And then yesterday Newcastle felt aggrieved when Leigh Broxham miskicked into his arm which was in a position as unnatural as Rowles’ on Friday night.
Broxham, no pen. Rowles, pen. Both 100% right decisions. Can’t blame the ref. Can’t blame the VAR. Where can we send this oxygen?
The International Football Association of Boards. Or Bananas. They don’t cop much oxygen by way of venting. They deserve plenty.
IFAB ratify the rules. IFAB is making the decision making process in football as simple as solving a Rubik’s cube blindfolded, 10 tequilas down.
IFAB is a regulatory body comprised of five members – the heads of the Boards of England, Scotland, Wales and Northern Ireland, plus FIFA. They are advised by a range of figures, from former refs to notable former players and coaches. Exactly how they come to their decisions and amendments to the Laws of the Game is one of those secret society matters, but at the back end, it’s starting to feel like one big practical joke.
Take Friday night and the Rowles incident, and a handball rule IFAB tweaked in the last couple of years.
The old days: Fielding spots it, and gives a pen which surprises many and the ref is a pariah. Or he misses it, and life goes on. Adelaide might grumble there was a handball in the chaos, but life would move on quickly.
The new days: VAR is watching. VAR refers to the rule book. Rowles hand in unnatural position. But wait. Did his boot get a flick on it off the Adelaide shot? The rule book says if a defender gets anything on a ball and then it hits his hand, it’s play on!
But wait, the rule book says it is a pen if he’s trying to block the shot. If he tries to kick it – no pen. But Rowles, he tried to block. Pen! Clear as mud.
Each week, FIFA send out some examples of rulings for referees in professional leagues to learn from. They are asked if a certain decision is correct, or incorrect. At the moment some handball examples are resulting in a 50-50 split of opinion. So what chance the rest of us.

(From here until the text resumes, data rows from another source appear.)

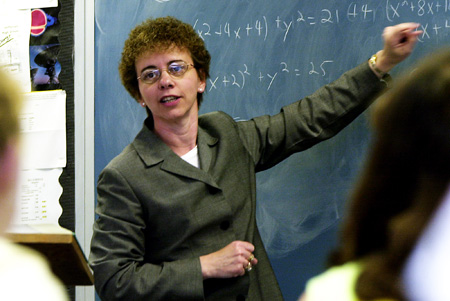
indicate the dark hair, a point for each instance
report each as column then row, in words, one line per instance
column 161, row 34
column 406, row 175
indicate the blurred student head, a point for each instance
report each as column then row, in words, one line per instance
column 9, row 129
column 405, row 179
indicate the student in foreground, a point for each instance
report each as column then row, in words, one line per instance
column 177, row 208
column 403, row 187
column 24, row 274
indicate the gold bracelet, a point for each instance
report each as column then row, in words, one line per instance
column 373, row 63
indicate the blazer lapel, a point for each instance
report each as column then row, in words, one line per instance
column 160, row 153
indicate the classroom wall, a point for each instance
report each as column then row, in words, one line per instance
column 266, row 54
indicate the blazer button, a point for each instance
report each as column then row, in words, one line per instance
column 225, row 225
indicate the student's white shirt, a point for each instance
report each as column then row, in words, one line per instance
column 25, row 275
column 427, row 272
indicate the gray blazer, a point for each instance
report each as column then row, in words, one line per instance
column 158, row 214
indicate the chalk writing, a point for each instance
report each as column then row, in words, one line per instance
column 239, row 79
column 287, row 25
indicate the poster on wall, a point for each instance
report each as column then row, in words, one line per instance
column 44, row 48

On March 5 IFAB will stage its Annual General Meeting for 2021, the first to be held virtually, snugly ironic given Big Brother in the VAR booth and all that.
VAR has more critics than gastro, and fair enough, given the detachment of emotion festering at its core. Can’t see how it leaves us, though. It’s FIFA’s baby so you can understand the politics of a governing body like Football Australia wanting to stay sweet with them. But the clubs now run the A League, so they could bin it if they really wanted to. Doubt they will because as much as controversial as it is, the feeling is VAR has corrected many mistakes.
Look deeper though, it has also inadvertently shone a light on the weak spots of the rule book, and especially with the handball rule, only served to confuse more.
The Rowles incident up against the Broxham incident will be put against another incident in the future, and it will continue and continue and confuse and confuse, and more and more oxygen will be expended on something which shouldn’t be this complicated.
IFAB are slowly turning the game into what rugby union, and it’s 8.7 million interpretations at the ruck, wishes it wasn’t; a game put in a straitjacket by its rule book.
Football’s allure is its simplicity which leads to an endless pursuit of perfection to try and master it. Big rectangle pitch. Small round ball. Kick it toward, and eventually in, a medium size goal.
Seeking perfection, though, has to be confined to how it’s played.
The parameters have served the sport well. The whole world has been able to pick it up pretty easily.
Let’s see on March 5 what the boffins at IFAB come up with.
Item 2 on the Agenda pertains to “proposed changes and clarifications to the Laws of the Game”.
Please, ladies and gentleman, we have but one request.
Keep it simple. FFS, keep it simple.